No planejamento de uma maratona, o treino longo não é apenas mais uma sessão da semana — ele é o eixo central da preparação. O momento ideal para realizá-lo dentro do ciclo depende do nível do atleta, do volume semanal e da fase do treinamento. Em geral, os longões começam a ser inseridos de forma progressiva logo após a fase inicial de base aeróbica, quando o corredor já construiu regularidade e resistência suficiente para sustentar maiores distâncias com segurança.

Na fase de base, que costuma ocupar as primeiras semanas do ciclo, o foco está na adaptação cardiovascular, fortalecimento muscular e consistência de treinos. Nesse período, os longos são moderados e crescentes, sem exageros. É um erro comum tentar “testar” a distância da maratona muito cedo. O corpo precisa de estímulos graduais para evoluir. Antecipar volumes elevados aumenta o risco de lesão e compromete a continuidade do ciclo — e constância é o que realmente constrói desempenho.


O auge dos treinos longos ocorre na fase específica da preparação, normalmente entre a metade e as últimas semanas do ciclo. É nesse momento que entram os maiores volumes, incluindo treinos acima de 28–32 km para corredores experientes. Aqui, o objetivo não é apenas resistência física, mas também adaptação metabólica, estratégia de hidratação, teste de suplementação e fortalecimento mental.
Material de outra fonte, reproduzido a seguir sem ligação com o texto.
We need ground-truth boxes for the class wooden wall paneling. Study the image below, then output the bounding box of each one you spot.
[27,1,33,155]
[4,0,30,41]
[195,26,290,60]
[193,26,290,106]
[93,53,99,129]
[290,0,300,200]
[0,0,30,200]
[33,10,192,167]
O longão, nessa etapa, simula demandas reais da prova, sem necessariamente replicar os 42 km completos.

Já nas duas a três semanas que antecedem a maratona, o volume dos treinos longos deve diminuir progressivamente — período conhecido como “taper”. Essa redução estratégica permite que o organismo assimile o treinamento acumulado e chegue à largada com reservas energéticas e musculares preservadas. Manter longões excessivos nessa fase é contraproducente. Treinar demais próximo da prova é tão prejudicial quanto treinar de menos.

Portanto, o momento ideal para os treinos longos não é fixo, mas segue uma lógica de progressão e especificidade dentro do ciclo. Eles começam controlados, atingem seu pico na fase específica e reduzem na reta final. A maturidade do atleta está em respeitar esse processo. Maratona não se vence na empolgação de um único treino forte, mas na disciplina de um ciclo bem estruturado.